Sending the Goalkeeper up for a Corner
For a certain generation of men — it’s mostly men — whose world views were formed while eight-seasons deep in Championship Manager 2000/01 the simplest way to explain what’s going on in the planet is the football cliche metaphor, Jim.
Thus, when someone enters an argument with a full-blooded riposte; they’ve “‘gone in two-footed”’. If things take a turn for the ad hominem they’ve “‘taken the man not the ball”’; if it’s a dialectical shoeing, then it’s “‘the full Cantona at Selhurst Park”’. Which can simply become a one-word verb form. Ie, “Did you hear Alex Salmond Cantona Jim Murphy on Radio 4 this morning?”
This extends across the game. A friend refers to the items in his wardrobe as his “squad”, buying new shirts in the allotted “transfer window” of the January sales. Good TV shows or books become “worldies”; a pub with a good vibe has a “cup tie atmosphere” or, if things are really kicking off — your karaoke nights, your quiz nights — it could be described as “one of those special European nights”.

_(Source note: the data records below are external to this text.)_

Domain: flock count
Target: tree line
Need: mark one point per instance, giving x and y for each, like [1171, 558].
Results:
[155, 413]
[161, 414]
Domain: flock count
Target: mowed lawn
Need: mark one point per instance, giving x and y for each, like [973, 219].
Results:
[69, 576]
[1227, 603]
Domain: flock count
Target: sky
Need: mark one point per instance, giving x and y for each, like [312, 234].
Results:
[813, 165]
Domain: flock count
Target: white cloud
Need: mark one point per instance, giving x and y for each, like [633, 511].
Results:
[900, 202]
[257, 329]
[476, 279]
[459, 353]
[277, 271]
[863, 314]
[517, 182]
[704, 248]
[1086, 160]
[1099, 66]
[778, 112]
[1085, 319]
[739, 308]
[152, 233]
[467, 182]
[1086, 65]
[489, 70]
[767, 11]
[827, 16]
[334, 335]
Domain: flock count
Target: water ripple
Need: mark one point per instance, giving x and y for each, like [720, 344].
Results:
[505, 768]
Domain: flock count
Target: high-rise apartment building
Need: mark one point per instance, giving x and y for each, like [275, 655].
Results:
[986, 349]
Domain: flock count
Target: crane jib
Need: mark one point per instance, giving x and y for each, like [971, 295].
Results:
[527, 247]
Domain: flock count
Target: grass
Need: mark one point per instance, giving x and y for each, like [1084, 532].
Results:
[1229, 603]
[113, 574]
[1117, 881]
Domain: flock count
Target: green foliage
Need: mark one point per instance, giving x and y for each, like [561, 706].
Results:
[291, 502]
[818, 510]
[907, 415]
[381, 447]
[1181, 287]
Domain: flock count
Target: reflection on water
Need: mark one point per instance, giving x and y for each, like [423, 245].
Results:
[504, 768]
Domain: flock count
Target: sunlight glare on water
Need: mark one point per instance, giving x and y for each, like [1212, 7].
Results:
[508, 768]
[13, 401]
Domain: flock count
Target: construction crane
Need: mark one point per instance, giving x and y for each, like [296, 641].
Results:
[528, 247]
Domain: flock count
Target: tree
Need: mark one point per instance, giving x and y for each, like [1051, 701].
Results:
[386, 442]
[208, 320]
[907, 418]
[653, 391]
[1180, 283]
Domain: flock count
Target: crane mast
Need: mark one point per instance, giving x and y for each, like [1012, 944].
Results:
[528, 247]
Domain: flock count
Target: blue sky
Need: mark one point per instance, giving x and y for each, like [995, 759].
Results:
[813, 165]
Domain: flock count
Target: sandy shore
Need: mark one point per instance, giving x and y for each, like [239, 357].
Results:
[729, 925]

Such rhetorical turns lend an air of romance and drama to quotidian proceedings, giving a heightened profile to dull, everyday tasks and turning a trip on the Tube into an opportunity for prime-time punditry: “The lad’s done well, giving up his seat to a pregnant woman, there. That’s what you like to see.”
It can also help compartmentalise complex/unknown aspects of life, via comforting, bitesize analogies and platitudes, perhaps using the expansion in the European Championship qualification to explain the
impending all-party meltdown at the general election. (Briefly, the greater chance of qualifying/forming part of a coalition government leads the smaller countries/parties to proverbially send the goalkeeper up for a corner and really go for broke).
The possibilities, like Fergie time, are endless. For me.